Simulations in Julia: Efficient by default

statistics
Author

Ben Elbers

Published

28 June 2021

Inspired by Grant McDermott’s blog post on efficient simulations in R, I decided to reimplement the same exercise in Julia. This post will not make much sense without having read that excellent post, so I’d recommend doing that first.

I recently switched to doing simulation work in Julia instead of R, because you don’t need many tricks to achieve decent performance on the first try. Compared to R, it is not necessary (at least in this example) to generate all the data at once. Instead, we can implement the simulation algorithm more naturally: generate a dataset, extract the quantities of interest, and repeat this process N times. I find that this leads to more intuitive and readable code, and Julia’s great for this kind of task.

1. Generate the data

We start by implementing a function gen_data() to generate a DataFrame.

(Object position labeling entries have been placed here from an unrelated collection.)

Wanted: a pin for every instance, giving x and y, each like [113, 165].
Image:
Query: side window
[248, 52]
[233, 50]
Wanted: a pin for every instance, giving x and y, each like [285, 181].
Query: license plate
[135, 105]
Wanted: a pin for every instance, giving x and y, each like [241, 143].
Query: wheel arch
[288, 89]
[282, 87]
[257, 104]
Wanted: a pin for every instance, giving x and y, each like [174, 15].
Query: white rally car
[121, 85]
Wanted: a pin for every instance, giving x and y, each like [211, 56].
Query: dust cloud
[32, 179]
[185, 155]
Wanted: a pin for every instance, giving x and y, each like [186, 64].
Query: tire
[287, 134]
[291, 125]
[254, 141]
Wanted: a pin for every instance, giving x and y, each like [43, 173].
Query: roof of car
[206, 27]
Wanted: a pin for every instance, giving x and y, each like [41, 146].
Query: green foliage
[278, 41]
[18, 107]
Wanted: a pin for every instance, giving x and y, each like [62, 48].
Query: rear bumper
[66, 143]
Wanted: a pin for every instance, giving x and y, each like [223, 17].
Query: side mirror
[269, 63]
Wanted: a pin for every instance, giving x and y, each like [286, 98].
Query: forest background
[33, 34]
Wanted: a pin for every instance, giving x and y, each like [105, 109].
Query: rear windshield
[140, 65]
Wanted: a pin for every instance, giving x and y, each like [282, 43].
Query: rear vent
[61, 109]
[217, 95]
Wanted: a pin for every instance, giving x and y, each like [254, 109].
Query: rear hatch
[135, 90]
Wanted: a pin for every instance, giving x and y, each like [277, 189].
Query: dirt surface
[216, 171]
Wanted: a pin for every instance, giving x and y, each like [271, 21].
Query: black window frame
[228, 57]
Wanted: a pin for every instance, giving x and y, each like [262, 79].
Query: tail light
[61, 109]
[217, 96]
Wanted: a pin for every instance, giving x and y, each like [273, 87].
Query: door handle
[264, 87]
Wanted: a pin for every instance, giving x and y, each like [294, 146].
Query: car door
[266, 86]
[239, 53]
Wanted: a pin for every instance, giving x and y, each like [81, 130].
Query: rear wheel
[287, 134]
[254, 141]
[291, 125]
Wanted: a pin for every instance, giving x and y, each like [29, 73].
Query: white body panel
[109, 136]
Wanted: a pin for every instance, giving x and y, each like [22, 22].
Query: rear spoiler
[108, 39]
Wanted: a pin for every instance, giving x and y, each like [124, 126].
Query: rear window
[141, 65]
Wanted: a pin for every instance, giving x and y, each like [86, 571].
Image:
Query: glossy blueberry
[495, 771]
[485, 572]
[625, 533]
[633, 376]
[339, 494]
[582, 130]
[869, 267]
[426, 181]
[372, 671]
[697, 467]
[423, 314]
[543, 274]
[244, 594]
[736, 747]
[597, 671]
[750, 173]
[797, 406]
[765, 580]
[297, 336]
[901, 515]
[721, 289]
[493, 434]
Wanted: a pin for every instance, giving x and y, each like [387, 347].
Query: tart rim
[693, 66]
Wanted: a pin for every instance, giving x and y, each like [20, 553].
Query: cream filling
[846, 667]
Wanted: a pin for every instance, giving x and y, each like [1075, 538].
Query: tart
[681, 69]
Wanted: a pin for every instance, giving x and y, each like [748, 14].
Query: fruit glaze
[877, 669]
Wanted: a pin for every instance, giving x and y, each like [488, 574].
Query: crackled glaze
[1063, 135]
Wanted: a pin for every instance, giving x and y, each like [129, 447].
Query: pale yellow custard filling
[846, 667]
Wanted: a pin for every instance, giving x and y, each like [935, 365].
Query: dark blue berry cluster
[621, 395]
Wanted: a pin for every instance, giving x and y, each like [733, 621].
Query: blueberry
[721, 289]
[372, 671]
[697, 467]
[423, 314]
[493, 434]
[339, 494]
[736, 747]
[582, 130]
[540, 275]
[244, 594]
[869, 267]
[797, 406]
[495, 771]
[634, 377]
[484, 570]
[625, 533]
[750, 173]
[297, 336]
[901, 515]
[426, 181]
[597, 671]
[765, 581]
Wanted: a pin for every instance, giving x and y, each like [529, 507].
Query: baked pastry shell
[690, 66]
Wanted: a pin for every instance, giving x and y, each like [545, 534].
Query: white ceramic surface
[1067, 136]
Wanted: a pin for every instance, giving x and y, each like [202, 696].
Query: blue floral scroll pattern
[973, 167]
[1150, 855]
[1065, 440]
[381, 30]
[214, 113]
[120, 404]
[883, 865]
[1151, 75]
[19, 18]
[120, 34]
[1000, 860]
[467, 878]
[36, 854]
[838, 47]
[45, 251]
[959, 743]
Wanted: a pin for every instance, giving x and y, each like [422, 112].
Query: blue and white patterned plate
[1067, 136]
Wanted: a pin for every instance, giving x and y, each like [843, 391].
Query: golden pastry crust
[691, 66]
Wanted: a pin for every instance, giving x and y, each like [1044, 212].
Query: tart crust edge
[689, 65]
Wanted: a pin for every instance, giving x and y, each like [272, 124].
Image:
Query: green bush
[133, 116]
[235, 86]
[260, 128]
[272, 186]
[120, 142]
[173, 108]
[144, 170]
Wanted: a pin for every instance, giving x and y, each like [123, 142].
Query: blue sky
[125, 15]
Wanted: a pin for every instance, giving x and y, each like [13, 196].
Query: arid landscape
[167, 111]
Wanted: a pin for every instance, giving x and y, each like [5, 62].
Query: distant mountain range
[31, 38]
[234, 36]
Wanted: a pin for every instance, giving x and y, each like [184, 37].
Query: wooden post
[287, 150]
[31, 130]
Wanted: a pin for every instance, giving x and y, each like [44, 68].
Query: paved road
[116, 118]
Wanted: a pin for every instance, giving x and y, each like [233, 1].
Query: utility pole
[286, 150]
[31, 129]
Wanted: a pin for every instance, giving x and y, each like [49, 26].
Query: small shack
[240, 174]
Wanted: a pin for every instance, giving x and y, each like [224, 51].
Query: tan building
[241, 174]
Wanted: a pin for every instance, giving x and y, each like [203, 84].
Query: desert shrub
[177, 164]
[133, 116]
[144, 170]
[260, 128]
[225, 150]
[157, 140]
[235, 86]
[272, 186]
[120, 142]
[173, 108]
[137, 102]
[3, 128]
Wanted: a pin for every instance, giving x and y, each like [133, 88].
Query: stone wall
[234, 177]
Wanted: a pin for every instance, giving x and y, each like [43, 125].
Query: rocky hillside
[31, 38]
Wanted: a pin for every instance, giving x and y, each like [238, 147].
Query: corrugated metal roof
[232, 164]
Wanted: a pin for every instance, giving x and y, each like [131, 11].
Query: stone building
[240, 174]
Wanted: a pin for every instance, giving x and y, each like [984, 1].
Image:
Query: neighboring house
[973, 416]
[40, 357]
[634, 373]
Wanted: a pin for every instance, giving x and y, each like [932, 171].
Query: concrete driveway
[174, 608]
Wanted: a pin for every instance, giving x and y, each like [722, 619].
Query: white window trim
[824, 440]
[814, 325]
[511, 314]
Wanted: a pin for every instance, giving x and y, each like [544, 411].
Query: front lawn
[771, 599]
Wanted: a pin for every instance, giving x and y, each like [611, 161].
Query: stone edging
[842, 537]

The code is basically a one-to-one translation from R, but we only generate one instance of the data.

using Distributions 
using DataFrames     

const std_normal = Normal(0, 1)

function gen_data()
  ## total time periods in the the panel = 500
  tt = 500

  # x1 and x2 covariates
  x1_A = 1 .+ rand(std_normal, tt)
  x1_B = 1/4 .+ rand(std_normal, tt)
  x2_A = 1 .+ x1_A .+ rand(std_normal, tt)
  x2_B = 1 .+ x1_B .+ rand(std_normal, tt)

  # outcomes (notice different slope coefs for x2_A and x2_B)
  y_A = x1_A .+ 1*x2_A + rand(std_normal, tt)
  y_B = x1_B .+ 2*x2_B + rand(std_normal, tt)

  # combine
  DataFrame(
    id = vcat(fill(0, length(x1_A)), fill(1, length(x1_B))),
    x1 = vcat(x1_A, x1_B),
    x2 = vcat(x2_A, x2_B),
    x1_dmean = vcat(x1_A .- mean(x1_A), x1_B .- mean(x1_B)),
    x2_dmean = vcat(x2_A .- mean(x2_A), x2_B .- mean(x2_B)),
    y = vcat(y_A, y_B))
end
gen_data (generic function with 1 method)

This should hopefully be pretty clear, even if you have never seen any Julia code before. The function vcat() is used to concatenate vectors, and fill() is similar to rep() in R. Another thing that might be unusual is having to write .+ instead of + to achieve vector addition. While this still trips me up occasionally, I think it’s one of Julia’s best features.

2. Extract the quantities of interest

Given a dataset, we can now run the two regressions and extract the coefficents. Here’s a function to achieve that using the GLM package:

using GLM

function coefs_lm_formula(data)
  mod_level = lm(@formula(y ~ id + x1 * x2), data)
  mod_dmean = lm(@formula(y ~ id + x1_dmean * x2_dmean), data)
  (coef(mod_level)[end], coef(mod_dmean)[end])
end

# example
data = gen_data()
coefs_lm_formula(data)
(-0.14253265966089987, -0.01929471565297597)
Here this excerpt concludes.